This morning, I got up from my desk and walked towards the watercooler to fill up my glass. I walked about halfway to the kitchen before realising I forgot my glass – the glass I intended to fill up, pretty much the reason I got up from my desk in the first place.
Incidents like this are far from uncommon. Other examples you might have experienced are walking into a room to realise you have no idea what you are doing there. Or putting orange juice in your cereal instead of the glass next to it.
These things happen because the brain can get sloppy from time to time. Our days consist of performing tasks of different kinds and varying motivation – some new and exciting, others dreadfully repetitive. To perform a task we go through a series of steps: We form a goal, plan the action, perform the action and evaluate the outcome.
Not all actions require such careful planning and examination. Some things we do almost subconsciously, and sometimes our busy brains decide to take some shortcuts. Let’s have a look some examples of slips and mistakes, and how designers can work to avoid them.
Designers know that the brain can’t be trusted. It is not without reason ATM’s return your card before the cash you are withdrawing – getting money is the goal, so without this detail, you would most likely walk away without your card every other time.
Truth is, if it is possible to make a mistake, someone will make it. Digital designers should aim to prevent user errors as far as possible, and if an error is made the consequences should be minimised and a solution should be easy to find.
People make slips and mistakes for different reasons. Mistakes can be made if two tasks start off similarly, and then divert – especially if one is performed more frequently than the others. When playing card, for example, you have to remember that the sequence of numbers changes after 10 and continues jack, queen, king. To minimise slips designers should avoid using similar patterns to then diverge – it might confuse two activities and are hard to keep track of.
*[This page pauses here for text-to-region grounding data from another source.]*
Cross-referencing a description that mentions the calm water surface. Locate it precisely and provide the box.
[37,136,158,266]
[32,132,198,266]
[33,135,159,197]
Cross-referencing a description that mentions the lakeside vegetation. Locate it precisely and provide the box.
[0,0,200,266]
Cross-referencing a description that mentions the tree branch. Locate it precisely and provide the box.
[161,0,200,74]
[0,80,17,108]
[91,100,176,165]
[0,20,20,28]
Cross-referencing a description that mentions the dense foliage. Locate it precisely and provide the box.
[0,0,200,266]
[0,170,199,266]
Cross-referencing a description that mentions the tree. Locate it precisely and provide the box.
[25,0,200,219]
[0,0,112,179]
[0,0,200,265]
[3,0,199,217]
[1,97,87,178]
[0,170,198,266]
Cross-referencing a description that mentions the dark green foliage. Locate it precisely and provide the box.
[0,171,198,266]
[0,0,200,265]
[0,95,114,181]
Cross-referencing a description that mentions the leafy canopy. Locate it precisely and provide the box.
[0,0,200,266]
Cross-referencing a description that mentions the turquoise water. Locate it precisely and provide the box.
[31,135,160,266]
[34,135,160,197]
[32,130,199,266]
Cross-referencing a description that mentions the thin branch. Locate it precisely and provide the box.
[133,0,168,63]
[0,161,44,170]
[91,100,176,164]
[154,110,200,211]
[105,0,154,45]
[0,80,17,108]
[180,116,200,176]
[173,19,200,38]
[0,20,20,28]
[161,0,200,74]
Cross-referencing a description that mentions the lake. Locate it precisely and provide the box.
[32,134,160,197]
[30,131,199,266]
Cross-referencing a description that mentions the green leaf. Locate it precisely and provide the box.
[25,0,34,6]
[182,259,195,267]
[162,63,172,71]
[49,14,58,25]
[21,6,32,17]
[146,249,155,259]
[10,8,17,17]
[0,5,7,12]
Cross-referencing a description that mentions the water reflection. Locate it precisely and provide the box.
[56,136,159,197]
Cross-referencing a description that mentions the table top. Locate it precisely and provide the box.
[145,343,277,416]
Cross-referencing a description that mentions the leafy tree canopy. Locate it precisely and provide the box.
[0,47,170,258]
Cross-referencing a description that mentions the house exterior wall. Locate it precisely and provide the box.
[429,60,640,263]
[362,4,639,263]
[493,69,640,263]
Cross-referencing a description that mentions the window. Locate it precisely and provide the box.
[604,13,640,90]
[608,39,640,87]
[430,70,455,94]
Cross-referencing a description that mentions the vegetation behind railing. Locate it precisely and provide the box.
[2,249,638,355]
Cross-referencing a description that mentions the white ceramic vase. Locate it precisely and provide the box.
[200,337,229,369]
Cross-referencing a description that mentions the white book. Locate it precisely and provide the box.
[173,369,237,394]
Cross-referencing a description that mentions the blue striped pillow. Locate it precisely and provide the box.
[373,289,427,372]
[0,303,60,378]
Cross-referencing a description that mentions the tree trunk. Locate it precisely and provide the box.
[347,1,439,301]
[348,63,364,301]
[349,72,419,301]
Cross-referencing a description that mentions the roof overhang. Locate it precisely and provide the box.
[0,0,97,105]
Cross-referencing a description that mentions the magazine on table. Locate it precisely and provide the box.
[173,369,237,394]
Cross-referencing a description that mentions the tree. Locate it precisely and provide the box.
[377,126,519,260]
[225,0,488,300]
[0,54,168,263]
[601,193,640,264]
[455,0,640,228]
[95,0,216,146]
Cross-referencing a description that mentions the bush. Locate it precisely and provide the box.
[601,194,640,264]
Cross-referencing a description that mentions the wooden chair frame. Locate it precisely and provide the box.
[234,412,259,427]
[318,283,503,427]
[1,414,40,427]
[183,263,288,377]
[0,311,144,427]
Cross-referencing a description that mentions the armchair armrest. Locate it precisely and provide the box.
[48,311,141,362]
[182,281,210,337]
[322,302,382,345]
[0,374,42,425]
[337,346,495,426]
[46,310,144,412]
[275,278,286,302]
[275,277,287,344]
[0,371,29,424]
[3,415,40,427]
The ‘juice-in-cereal’ example mentioned earlier, illustrates a description of a target which is too vague. It was not specified that juice should go into the glass, so the brain assumed that a round container, the bowl, would work just as well. The result is performing the right action, but with the wrong objects. When designing interfaces, designers should make sure different actions are not all represented in the same way – the more options presented, the harder it will be to differentiate.
When I forgot to bring my glass to the kitchen this morning, I experienced a memory slip. Pesky memory slips can cause all kinds of errors – missing steps in a planned action, repeating certain steps or simply forgetting the goal. It is hard to avoid these kinds of errors in user interfaces because limitations and interruptions often come from outside the system. However, a good rule of thumb is to design for a process that can be continued after an interruption without blaming the user. Errors can be discovered by feedback and confirmation of choices – even better if a solution is offered, and actions are reversible.
TLDR: Everyone messes up, don’t make it painful! Empathy is the new black.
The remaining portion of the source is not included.